Sure thing Pat. I have added more details.
Hey Harmeet, a few thoughts:
outbound v inbound are so contextually dependent, it depends on your market/product/icp etc. if you've not come across the Four Fits framework, it's a great place to start in thinking about the strategic best approach for your business
All of that said, if you need asap results versus longer-term compounding growth, you might want to trial outbound v inbound
For high ACV the best way to shorten sales cycles are: really deep disco, super tight process and putting a MAP in place, really strong & relatable reference clients/case studies, excellent business case, direct access to the true buying committee
To warm up accounts, definitely events.

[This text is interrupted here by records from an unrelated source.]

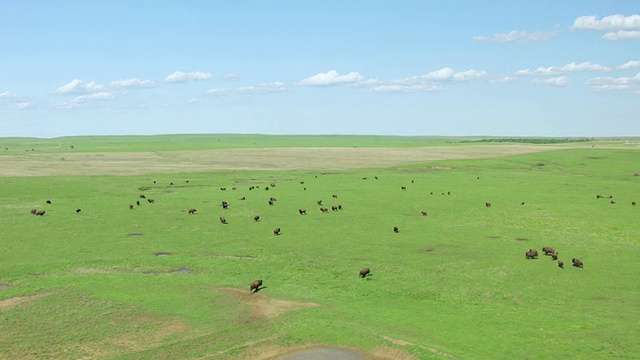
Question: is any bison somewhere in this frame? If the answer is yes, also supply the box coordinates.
[524,249,538,259]
[571,258,584,268]
[542,246,556,255]
[249,280,262,293]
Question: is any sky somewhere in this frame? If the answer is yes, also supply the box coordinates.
[0,0,640,138]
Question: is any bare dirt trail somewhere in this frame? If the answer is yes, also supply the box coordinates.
[0,145,567,177]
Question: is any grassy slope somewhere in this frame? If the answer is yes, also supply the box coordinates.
[0,136,640,358]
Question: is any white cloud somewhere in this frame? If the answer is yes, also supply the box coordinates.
[109,78,155,88]
[585,73,640,91]
[617,60,640,70]
[207,82,286,96]
[164,71,213,83]
[602,30,640,41]
[296,70,364,86]
[53,79,104,95]
[472,30,558,42]
[571,14,640,30]
[533,75,569,87]
[560,62,613,72]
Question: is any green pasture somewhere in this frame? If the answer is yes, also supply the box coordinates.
[0,137,640,359]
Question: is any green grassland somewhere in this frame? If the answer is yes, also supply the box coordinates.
[0,136,640,359]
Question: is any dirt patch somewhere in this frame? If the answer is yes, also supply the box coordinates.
[378,335,457,359]
[220,287,320,318]
[0,145,566,177]
[0,293,53,311]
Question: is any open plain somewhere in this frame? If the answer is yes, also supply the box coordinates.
[0,135,640,359]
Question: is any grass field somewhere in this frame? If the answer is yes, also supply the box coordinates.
[0,136,640,359]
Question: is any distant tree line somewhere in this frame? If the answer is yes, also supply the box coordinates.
[460,138,596,144]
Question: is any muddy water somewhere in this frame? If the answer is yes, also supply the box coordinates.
[280,347,364,360]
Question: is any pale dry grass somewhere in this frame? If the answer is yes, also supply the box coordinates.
[0,145,566,177]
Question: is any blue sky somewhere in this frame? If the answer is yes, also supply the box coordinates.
[0,0,640,137]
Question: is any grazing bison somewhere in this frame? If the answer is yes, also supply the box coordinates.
[571,258,584,268]
[542,246,556,255]
[249,280,262,293]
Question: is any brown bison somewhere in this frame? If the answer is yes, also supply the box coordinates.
[542,246,556,255]
[249,280,262,293]
[571,258,584,268]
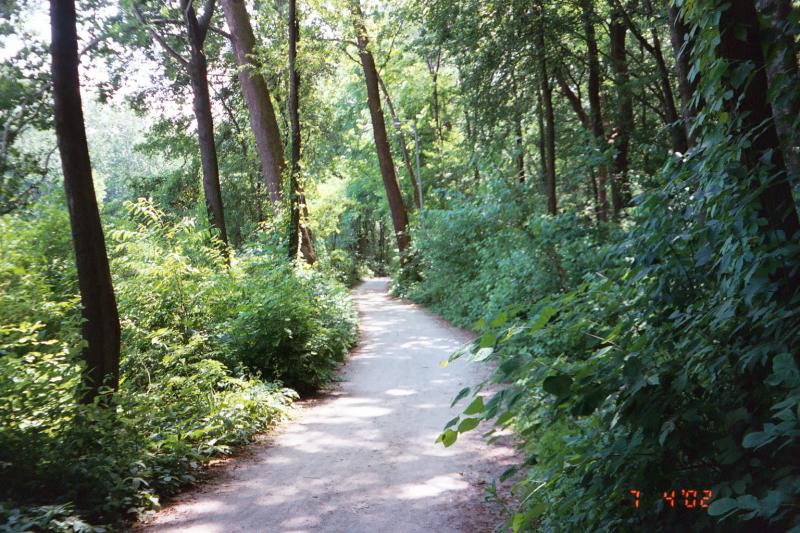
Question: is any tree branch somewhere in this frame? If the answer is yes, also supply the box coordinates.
[196,0,216,41]
[150,19,233,40]
[133,4,189,68]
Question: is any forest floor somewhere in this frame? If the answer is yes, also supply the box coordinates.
[137,279,515,533]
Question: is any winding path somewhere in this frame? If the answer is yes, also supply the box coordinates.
[143,279,513,533]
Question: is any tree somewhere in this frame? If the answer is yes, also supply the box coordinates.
[609,5,634,215]
[289,0,317,265]
[581,0,608,221]
[50,0,120,402]
[133,0,228,248]
[717,0,800,303]
[222,0,286,210]
[537,1,558,215]
[350,0,411,263]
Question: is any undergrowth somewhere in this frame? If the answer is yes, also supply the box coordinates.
[0,201,356,531]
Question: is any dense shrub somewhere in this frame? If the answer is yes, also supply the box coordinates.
[406,169,800,532]
[0,201,356,531]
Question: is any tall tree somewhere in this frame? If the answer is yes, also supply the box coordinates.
[350,0,411,262]
[289,0,317,264]
[133,0,228,248]
[609,5,634,215]
[667,2,697,148]
[581,0,608,221]
[378,76,422,209]
[536,1,558,215]
[222,0,286,209]
[50,0,120,402]
[614,0,688,153]
[758,0,800,183]
[717,0,800,302]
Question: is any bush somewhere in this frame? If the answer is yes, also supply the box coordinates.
[418,170,800,532]
[0,201,356,531]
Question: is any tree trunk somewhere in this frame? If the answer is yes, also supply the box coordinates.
[667,2,697,148]
[759,0,800,184]
[537,8,558,215]
[717,0,800,302]
[222,0,286,210]
[378,76,422,209]
[609,5,633,214]
[289,0,317,265]
[50,0,120,403]
[514,118,525,183]
[183,0,228,248]
[581,0,608,222]
[351,0,411,263]
[536,84,548,189]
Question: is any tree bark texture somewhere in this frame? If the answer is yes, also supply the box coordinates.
[351,0,411,262]
[609,5,634,214]
[581,0,608,222]
[289,0,317,265]
[759,0,800,184]
[50,0,120,402]
[181,0,228,248]
[537,11,558,215]
[717,0,800,302]
[667,3,697,148]
[514,118,525,183]
[222,0,291,210]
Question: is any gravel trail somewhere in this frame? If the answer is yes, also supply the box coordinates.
[140,279,514,533]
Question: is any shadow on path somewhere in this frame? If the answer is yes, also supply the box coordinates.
[143,279,513,533]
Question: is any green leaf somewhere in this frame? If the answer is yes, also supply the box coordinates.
[528,305,558,333]
[444,416,461,429]
[511,513,525,533]
[602,322,623,344]
[542,374,572,398]
[439,429,458,448]
[458,418,481,433]
[708,498,739,516]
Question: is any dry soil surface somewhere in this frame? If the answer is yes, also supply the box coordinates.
[141,279,513,533]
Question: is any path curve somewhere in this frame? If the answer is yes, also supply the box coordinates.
[144,279,513,533]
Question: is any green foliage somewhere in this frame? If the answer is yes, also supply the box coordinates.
[0,200,356,531]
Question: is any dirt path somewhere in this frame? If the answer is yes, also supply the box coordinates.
[146,279,513,533]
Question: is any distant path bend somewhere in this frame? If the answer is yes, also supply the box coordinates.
[144,279,513,533]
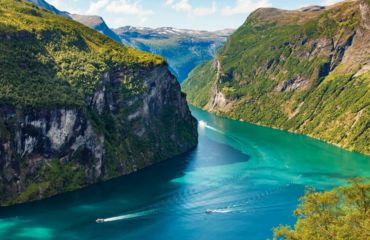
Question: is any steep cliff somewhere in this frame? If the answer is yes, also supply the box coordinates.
[114,26,233,83]
[0,0,197,205]
[183,0,370,154]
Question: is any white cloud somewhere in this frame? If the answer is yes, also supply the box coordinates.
[86,0,154,23]
[47,0,82,13]
[165,0,218,16]
[322,0,343,6]
[86,0,109,14]
[221,0,271,16]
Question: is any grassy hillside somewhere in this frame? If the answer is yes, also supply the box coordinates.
[114,27,232,83]
[0,0,197,206]
[0,0,164,107]
[183,1,370,154]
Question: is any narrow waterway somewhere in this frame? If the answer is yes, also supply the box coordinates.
[0,108,370,240]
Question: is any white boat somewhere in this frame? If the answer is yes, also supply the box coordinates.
[95,218,105,223]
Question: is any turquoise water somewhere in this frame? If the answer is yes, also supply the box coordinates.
[0,109,370,240]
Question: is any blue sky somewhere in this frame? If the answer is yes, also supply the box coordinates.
[47,0,340,30]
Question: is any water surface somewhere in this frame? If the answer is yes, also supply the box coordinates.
[0,108,370,240]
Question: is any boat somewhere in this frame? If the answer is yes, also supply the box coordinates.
[206,209,215,213]
[96,218,105,223]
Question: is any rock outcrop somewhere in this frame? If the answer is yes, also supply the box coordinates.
[183,0,370,154]
[0,0,197,205]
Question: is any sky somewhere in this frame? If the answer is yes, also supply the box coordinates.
[47,0,340,31]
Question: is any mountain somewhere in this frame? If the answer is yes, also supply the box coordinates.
[183,0,370,154]
[70,14,121,43]
[0,0,197,205]
[113,26,233,82]
[27,0,233,83]
[25,0,70,18]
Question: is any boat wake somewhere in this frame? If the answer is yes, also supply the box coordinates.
[96,209,157,223]
[199,120,225,134]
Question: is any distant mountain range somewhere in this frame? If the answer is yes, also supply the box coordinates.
[113,26,233,82]
[182,0,370,155]
[26,0,234,82]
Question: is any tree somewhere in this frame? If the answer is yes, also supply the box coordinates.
[274,178,370,240]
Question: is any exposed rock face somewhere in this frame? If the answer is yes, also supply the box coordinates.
[0,0,197,205]
[69,14,121,43]
[0,65,197,204]
[183,0,370,154]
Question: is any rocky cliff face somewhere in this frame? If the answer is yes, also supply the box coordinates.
[183,0,370,154]
[0,0,197,205]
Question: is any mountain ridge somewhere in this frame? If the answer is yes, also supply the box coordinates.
[0,0,197,206]
[182,0,370,154]
[23,0,233,83]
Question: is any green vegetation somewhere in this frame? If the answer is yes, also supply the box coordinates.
[0,0,163,107]
[0,0,197,205]
[274,179,370,240]
[183,1,370,154]
[7,159,87,204]
[182,62,216,106]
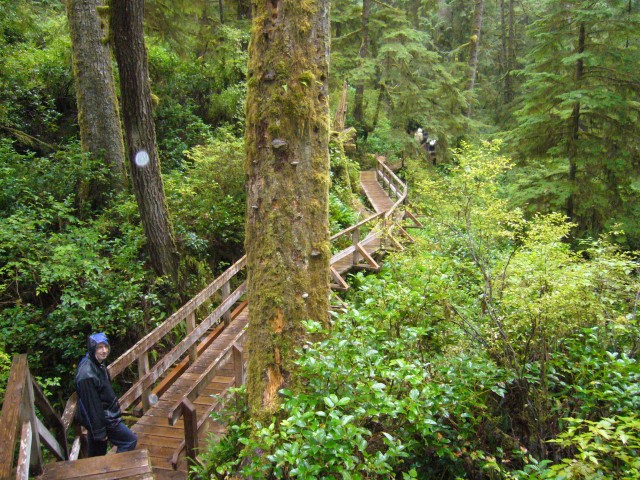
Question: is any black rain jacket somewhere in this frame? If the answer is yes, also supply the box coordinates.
[75,333,121,440]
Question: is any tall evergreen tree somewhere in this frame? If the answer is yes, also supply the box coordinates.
[67,0,125,203]
[511,0,640,245]
[110,0,179,282]
[245,0,331,416]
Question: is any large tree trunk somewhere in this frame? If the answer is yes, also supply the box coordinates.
[567,23,586,220]
[236,0,251,20]
[353,0,371,140]
[245,0,331,417]
[67,0,126,205]
[110,0,179,282]
[467,0,484,116]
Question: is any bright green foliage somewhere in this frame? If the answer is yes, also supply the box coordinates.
[511,0,640,246]
[0,141,164,396]
[0,1,75,150]
[149,26,248,169]
[546,415,640,480]
[165,130,245,269]
[199,144,640,479]
[331,0,466,156]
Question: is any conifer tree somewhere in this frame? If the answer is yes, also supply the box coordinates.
[511,0,640,246]
[66,0,126,204]
[245,0,331,417]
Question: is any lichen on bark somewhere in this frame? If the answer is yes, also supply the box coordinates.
[245,0,330,416]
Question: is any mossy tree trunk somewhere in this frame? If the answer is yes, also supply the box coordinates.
[66,0,126,206]
[353,0,371,141]
[467,0,484,116]
[245,0,331,417]
[110,0,179,282]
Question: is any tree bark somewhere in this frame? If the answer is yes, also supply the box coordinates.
[236,0,251,20]
[353,0,371,140]
[110,0,179,282]
[567,23,586,220]
[467,0,484,116]
[245,0,331,417]
[66,0,126,205]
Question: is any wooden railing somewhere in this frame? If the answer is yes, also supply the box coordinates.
[376,158,407,218]
[0,160,411,472]
[0,354,69,480]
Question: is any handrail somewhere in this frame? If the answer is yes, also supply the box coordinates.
[329,212,384,242]
[109,255,247,378]
[25,158,407,470]
[0,354,69,480]
[376,158,408,219]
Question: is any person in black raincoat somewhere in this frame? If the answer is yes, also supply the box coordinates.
[75,333,138,457]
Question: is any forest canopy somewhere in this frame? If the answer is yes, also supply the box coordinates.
[0,0,640,479]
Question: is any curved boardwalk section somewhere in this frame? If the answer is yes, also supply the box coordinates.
[0,160,420,480]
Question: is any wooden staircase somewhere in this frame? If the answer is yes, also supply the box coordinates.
[0,159,421,480]
[38,450,157,480]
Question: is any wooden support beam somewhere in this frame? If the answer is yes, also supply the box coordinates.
[221,282,231,326]
[331,267,349,292]
[233,343,244,388]
[356,244,380,272]
[182,398,198,465]
[22,368,43,475]
[109,255,247,379]
[403,210,424,228]
[0,354,28,480]
[138,352,151,412]
[31,378,69,460]
[16,420,31,480]
[36,417,67,460]
[186,312,196,364]
[396,225,416,243]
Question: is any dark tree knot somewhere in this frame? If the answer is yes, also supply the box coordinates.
[271,138,289,152]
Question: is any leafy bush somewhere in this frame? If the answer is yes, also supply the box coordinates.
[0,142,164,398]
[165,129,246,269]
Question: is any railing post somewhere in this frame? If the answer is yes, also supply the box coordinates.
[222,282,231,327]
[23,370,42,475]
[351,228,360,265]
[138,351,151,412]
[233,343,244,388]
[187,312,198,364]
[182,397,198,465]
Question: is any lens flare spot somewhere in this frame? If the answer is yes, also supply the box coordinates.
[134,150,149,167]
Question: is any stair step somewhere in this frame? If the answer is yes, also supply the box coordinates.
[39,450,155,480]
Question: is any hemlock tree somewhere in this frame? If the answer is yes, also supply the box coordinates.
[512,0,640,246]
[66,0,126,203]
[245,0,331,417]
[110,0,179,282]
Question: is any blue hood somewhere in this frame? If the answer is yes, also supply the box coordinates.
[87,332,111,363]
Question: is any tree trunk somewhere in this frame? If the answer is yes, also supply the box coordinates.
[245,0,331,417]
[467,0,484,116]
[237,0,251,20]
[353,0,371,140]
[110,0,179,282]
[567,23,586,220]
[67,0,126,205]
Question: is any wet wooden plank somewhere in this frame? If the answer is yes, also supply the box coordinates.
[41,449,152,480]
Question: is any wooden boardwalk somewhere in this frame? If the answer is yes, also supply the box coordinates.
[131,308,249,480]
[0,160,419,480]
[360,170,393,213]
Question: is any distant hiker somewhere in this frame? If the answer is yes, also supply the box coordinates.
[426,137,438,165]
[76,333,138,457]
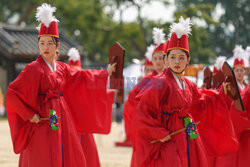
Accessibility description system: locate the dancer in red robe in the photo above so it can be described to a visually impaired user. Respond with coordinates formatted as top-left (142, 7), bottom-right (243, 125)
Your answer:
top-left (68, 48), bottom-right (114, 167)
top-left (6, 4), bottom-right (115, 167)
top-left (134, 17), bottom-right (238, 167)
top-left (123, 27), bottom-right (167, 147)
top-left (211, 45), bottom-right (250, 167)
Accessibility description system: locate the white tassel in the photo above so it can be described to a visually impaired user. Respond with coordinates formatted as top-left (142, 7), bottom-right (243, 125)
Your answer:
top-left (246, 46), bottom-right (250, 56)
top-left (68, 48), bottom-right (80, 62)
top-left (36, 3), bottom-right (58, 27)
top-left (233, 45), bottom-right (244, 61)
top-left (170, 16), bottom-right (192, 39)
top-left (214, 56), bottom-right (227, 70)
top-left (145, 45), bottom-right (155, 61)
top-left (153, 27), bottom-right (166, 47)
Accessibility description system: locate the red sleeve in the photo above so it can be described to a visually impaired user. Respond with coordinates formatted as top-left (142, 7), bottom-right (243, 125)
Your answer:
top-left (6, 64), bottom-right (42, 153)
top-left (190, 85), bottom-right (238, 156)
top-left (64, 65), bottom-right (112, 134)
top-left (230, 86), bottom-right (250, 138)
top-left (135, 83), bottom-right (169, 142)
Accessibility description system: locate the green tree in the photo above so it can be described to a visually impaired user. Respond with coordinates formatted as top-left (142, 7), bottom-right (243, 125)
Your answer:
top-left (177, 0), bottom-right (250, 57)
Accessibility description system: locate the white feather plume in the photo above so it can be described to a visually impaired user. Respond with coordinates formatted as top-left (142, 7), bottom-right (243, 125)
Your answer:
top-left (246, 46), bottom-right (250, 56)
top-left (68, 48), bottom-right (80, 62)
top-left (233, 45), bottom-right (244, 61)
top-left (153, 27), bottom-right (166, 47)
top-left (214, 56), bottom-right (227, 70)
top-left (169, 16), bottom-right (192, 39)
top-left (145, 45), bottom-right (155, 61)
top-left (36, 3), bottom-right (58, 27)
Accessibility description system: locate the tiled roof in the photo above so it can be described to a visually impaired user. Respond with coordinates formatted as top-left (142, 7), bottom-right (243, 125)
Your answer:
top-left (0, 24), bottom-right (82, 61)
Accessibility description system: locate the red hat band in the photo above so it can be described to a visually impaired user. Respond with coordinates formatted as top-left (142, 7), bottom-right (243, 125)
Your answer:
top-left (145, 58), bottom-right (153, 66)
top-left (153, 43), bottom-right (167, 55)
top-left (213, 67), bottom-right (221, 75)
top-left (68, 59), bottom-right (81, 68)
top-left (38, 21), bottom-right (59, 38)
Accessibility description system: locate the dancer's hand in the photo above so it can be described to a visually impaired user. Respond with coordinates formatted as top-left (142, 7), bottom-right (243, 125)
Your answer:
top-left (107, 63), bottom-right (116, 76)
top-left (160, 135), bottom-right (171, 143)
top-left (30, 114), bottom-right (40, 124)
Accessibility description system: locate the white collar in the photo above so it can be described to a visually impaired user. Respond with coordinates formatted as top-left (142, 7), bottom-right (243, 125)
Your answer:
top-left (41, 56), bottom-right (56, 72)
top-left (170, 70), bottom-right (185, 90)
top-left (237, 81), bottom-right (245, 90)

ABM is a whole campaign strategy (which can include events) versus a discrete tactic like the other ones you've mentioned
Happy to chat through if useful
There’s so much here, could write a book on just one question (no pun intended). It might benefit you just to book an hour with a US GTM Consultant and have a session on this so they can recommend a specific approach. Ideally they’d have experience in publishing. I’d start with an outbound approach though to test messaging before spending tons of money on inbound.
Hey Harmeet! This is a question. At Tapistro, we are trying to solve for and have given excellent results to a lot of clients already. 1. It always is a mix of inbound+ outbound. Your outbound has to be timely and relevant. 2. We partner with agencies to work for their clients. There is a different sales approach but not too far away from the usual one. ( inbound has worked as well in this ) 3. Early stage warm signals are absolutely necessary than just spraying and praying. :) We can definitely speak more indepth on the call if you are interested. Worth a chat?
Super exciting journey, thanks for sharing this 🙌 One thing that really helped us when figuring out GTM for the US was focusing on relevance in outbound. Instead of broad lists, we started reaching out to people who were already talking about the exact problems our product solves (via LinkedIn posts, hidden tech stack signals, etc). That shift cut our sales cycles down and made outbound feel much warmer. That’s actually what led us to build our own social media signals application— it helps companies find people engaging with posts that mention the problems their product solves, while also layering in job changes and hidden stack signals. Happy to share more if useful, and also super curious to see what’s working for others here!
Harmeet, I've helped build out several hypergrowth GTM teams at SaaS startups. A lot has changed over the past 5-10 years. What I have seen to be most successful is highly personalized/targeted outbound--via sales personnel and tooling--account for 55%-75% of pipeline and Marketing providing the rest. While somewhat industry/buyer dependent, there is definitely this pattern. Marketing has been more demand gen oriented in the past 5-10 years in my experience. That does dictate what channels you build out 1st, 2nd and so on.
Thanks for the suggestions everyone! We will do our retrospect and come back on this.